Re: [PATCH 1/5] block: don't call blk_mq_delay_run_hw_queue() in case of BLK_STS_RESOURCE

Ming Lei <ming.lei@xxxxxxxxxx> · Wed, 20 Sep 2017 00:04:02 +0800

On Tue, Sep 19, 2017 at 11:56:03AM -0400, Mike Snitzer wrote:
> On Tue, Sep 19 2017 at 11:36am -0400,
> Bart Van Assche <Bart.VanAssche@xxxxxxx> wrote:
> 
> > On Tue, 2017-09-19 at 13:43 +0800, Ming Lei wrote:
> > > On Mon, Sep 18, 2017 at 03:18:16PM +0000, Bart Van Assche wrote:
> > > > If you are still looking at removing the blk_mq_delay_run_hw_queue() calls
> > > > then I think you are looking in the wrong direction. What kind of problem
> > > > are you trying to solve? Is it perhaps that there can be a delay between
> > > 
> > > Actually the improvement on dm-rq IO schedule(the patch 2 ~ 5) doesn't
> > > need this patch.
> > 
> > The approach of this patch series looks wrong to me and patch 5/5 is an ugly
> > hack in my opinion. That's why I asked you to drop the entire patch series and
> > to test whether inserting a queue run call into the dm-mpath end_io callback
> > yields a similar performance improvement to the patches you posted.

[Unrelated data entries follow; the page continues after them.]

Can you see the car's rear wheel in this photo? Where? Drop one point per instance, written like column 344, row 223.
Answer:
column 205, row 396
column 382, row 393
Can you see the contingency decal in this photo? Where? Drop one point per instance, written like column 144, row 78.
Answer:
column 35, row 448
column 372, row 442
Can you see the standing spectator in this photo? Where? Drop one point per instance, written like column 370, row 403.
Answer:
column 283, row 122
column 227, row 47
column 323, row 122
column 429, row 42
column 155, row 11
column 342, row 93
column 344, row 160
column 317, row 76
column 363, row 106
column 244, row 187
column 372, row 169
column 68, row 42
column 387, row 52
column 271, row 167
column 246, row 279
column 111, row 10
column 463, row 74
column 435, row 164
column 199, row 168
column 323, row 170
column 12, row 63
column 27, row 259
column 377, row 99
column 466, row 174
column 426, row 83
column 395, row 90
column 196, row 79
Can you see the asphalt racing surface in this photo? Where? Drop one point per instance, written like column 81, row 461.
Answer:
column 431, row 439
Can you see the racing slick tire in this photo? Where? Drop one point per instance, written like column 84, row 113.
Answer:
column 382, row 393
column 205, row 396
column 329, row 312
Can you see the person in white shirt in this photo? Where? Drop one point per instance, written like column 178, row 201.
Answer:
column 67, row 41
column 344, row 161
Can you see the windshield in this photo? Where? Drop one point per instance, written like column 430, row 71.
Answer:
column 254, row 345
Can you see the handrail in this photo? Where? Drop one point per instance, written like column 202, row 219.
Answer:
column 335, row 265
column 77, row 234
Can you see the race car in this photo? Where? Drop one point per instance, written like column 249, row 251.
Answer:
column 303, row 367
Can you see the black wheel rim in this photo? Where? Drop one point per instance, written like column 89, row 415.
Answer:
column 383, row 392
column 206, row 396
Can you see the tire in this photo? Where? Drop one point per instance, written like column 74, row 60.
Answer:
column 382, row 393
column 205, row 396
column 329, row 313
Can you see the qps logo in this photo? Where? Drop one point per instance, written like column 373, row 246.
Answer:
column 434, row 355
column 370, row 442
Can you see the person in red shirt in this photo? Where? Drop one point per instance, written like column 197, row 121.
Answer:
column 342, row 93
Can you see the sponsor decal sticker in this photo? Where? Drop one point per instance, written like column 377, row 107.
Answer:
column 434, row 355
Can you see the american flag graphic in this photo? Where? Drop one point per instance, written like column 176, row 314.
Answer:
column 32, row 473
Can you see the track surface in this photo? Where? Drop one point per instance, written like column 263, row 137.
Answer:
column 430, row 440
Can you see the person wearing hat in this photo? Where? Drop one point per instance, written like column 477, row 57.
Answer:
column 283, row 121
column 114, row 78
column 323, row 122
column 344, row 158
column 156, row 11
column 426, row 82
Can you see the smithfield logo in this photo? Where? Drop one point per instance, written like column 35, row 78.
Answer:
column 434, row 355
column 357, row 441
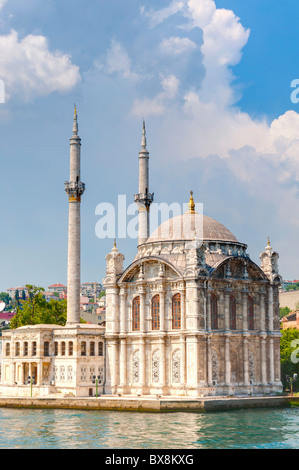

Please do
> > not expect me to spend more time on this patch series if you do not come up
> > with measurement results for the proposed alternative.
> 
> Bart, asserting that Ming's work is a hack doesn't help your apparent
> goal of deligitimizing Ming's work.
> 
> Nor does it take away from the fact that your indecision on appropriate
> timeouts (let alone ability to defend and/or explain them) validates
> Ming calling them into question (which you are now dodging regularly).
> 
> But please don't take this feedback and shut-down.  Instead please work
> together more constructively.  This doesn't need to be adversarial!  I
> am at a loss for why there is such animosity from your end Bart.
> 
> Please dial it back.  It is just a distraction that fosters needless
> in-fighting.
> 
> Believe it or not: Ming is just trying to improve the code because he
> has a testbed that is showing fairly abysmal performance with dm-mq
> multipath (on lpfc with scsi-mq).
> 
> Ming, if you can: please see if what Bart has proposed (instead: run
> queue at end_io) helps.  Though I don't yet see why that should be
> needed.

Run queue at end_io is definitely wrong, because blk-mq has SCHED_RESTART
to do that already.

The dm-mpath performance issue is nothing to do with that, actually
the issue is very similar with my improvement on SCSI-MQ, because
now dm_dispatch_clone_request() doesn't know if the underlying
queue is busy or not, and dm-rq/mpath is just trying to dispatch
more request to underlying queue even though it is busy, then IO
merge can't be done easily on dm-rq/mpath.

I am thinking another way to improve this issue, since some
SCSI device's queue_depth is different with .cmd_per_lun,
will post patchset soon.

-- 
Ming